Given a surface tailor-made for their fast-bowling artillery, West Indies did not so much win as restore the natural order, finishing the job inside three days to level the series. The irony, of course, is impossible to ignore: in an attempt to strengthen variation, they left out the raw pace of Patterson for the off-spin of Butts—ending a run of 58 Tests with no more than one frontline spinner. Yet such was the hostility of the pitch, and such the fragility of Pakistan’s technique against lift and lateral movement, that those two specialist spinners combined for just a single over. The game hardly paused long enough to justify their selection.
Pakistan,
having won the toss, walked into a tempest of their own making. Asif Mujtaba,
handed his debut in the injured Salim Malik’s stead, spent 25 anxious minutes
in search of a first Test run—an early demonstration of the uncompromising
environment he had entered. Only the imperturbable Javed Miandad, armed with
three hours of defiance, looked capable of negotiating the barrage for any
length of time.
West Indies
themselves were not immune to examination. Imran Khan and Abdul Qadir probed
relentlessly, and once the early shine of confidence waned, it was Gordon
Greenidge alone who steered the innings from turbulence towards
respectability—a total just over 200 that felt more strategic than
insufficient.
Yet cricket
often reveals that the decisive moment isn’t always spectacular. Trailing by
only 87 in first innings, Pakistan retained a foothold—brief, but tangible.
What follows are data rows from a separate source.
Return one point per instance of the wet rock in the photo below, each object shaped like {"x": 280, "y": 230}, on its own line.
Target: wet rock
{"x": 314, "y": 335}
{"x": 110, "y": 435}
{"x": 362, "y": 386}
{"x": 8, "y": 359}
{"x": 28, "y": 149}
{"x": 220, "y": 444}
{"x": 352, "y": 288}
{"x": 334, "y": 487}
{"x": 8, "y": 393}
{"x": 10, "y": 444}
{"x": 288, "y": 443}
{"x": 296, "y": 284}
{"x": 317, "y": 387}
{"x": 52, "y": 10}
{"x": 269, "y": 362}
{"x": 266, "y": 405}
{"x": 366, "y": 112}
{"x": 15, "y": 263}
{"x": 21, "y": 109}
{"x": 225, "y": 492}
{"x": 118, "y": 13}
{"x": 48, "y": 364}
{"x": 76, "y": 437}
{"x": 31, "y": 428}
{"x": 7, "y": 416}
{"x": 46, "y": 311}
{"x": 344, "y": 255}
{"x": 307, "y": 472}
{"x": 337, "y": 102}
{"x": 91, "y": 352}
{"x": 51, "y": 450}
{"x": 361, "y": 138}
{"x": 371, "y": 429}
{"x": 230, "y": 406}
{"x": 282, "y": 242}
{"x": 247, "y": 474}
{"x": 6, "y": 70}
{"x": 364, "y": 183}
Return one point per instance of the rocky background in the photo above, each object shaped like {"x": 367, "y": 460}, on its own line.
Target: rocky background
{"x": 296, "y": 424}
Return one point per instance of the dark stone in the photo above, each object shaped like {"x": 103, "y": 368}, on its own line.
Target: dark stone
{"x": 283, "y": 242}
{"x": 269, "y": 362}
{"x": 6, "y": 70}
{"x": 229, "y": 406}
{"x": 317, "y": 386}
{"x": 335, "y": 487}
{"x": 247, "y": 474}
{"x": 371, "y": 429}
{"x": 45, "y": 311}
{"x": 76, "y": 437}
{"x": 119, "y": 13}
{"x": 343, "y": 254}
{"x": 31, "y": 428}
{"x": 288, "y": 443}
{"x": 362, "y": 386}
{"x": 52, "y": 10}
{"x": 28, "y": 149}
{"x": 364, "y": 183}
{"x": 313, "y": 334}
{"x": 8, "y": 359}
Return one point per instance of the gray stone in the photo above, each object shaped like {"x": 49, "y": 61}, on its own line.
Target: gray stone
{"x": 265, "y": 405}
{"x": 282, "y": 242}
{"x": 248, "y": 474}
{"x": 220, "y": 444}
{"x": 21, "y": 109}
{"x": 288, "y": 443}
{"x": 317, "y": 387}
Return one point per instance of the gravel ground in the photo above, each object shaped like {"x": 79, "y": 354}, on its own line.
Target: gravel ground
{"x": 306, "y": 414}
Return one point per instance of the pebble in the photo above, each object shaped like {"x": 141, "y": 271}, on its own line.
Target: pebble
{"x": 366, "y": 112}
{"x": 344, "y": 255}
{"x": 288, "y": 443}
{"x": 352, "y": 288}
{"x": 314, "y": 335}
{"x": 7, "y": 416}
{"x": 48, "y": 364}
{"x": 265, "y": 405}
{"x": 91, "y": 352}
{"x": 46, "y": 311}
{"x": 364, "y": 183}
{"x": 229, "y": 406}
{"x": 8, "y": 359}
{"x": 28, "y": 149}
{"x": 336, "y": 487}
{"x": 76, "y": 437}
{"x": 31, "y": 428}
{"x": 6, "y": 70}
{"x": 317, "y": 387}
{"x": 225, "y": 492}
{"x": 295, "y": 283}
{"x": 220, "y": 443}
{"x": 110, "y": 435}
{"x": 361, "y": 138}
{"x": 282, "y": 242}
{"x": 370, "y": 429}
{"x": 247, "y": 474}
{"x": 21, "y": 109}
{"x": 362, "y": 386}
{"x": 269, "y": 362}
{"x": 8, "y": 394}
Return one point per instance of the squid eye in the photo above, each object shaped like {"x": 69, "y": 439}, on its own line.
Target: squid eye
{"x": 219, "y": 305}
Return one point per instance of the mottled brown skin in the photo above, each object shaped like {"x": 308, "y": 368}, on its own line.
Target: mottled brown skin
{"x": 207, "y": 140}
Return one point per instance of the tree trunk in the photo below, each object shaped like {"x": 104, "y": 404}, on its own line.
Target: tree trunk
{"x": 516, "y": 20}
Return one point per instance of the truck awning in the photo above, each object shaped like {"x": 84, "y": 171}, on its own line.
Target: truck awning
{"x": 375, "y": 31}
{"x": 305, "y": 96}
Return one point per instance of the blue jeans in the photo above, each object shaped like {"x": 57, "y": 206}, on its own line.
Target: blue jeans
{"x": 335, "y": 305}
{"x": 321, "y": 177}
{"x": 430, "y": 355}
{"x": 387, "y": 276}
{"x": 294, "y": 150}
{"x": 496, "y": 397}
Then the foothold crumbled. Courtney Walsh struck Qasim Omar a brutal blow to
the face, and with his dismissal went Pakistan’s last thread of poise. What
followed was a collapse in its starkest form: all out for 77, their second-lowest
score in Test history and their lowest ever at home. An hour after tea, the
contest was gone.
Fast
bowling had reclaimed its narrative. The selection gamble had proven
irrelevant. And the series—suddenly and violently—was back on level.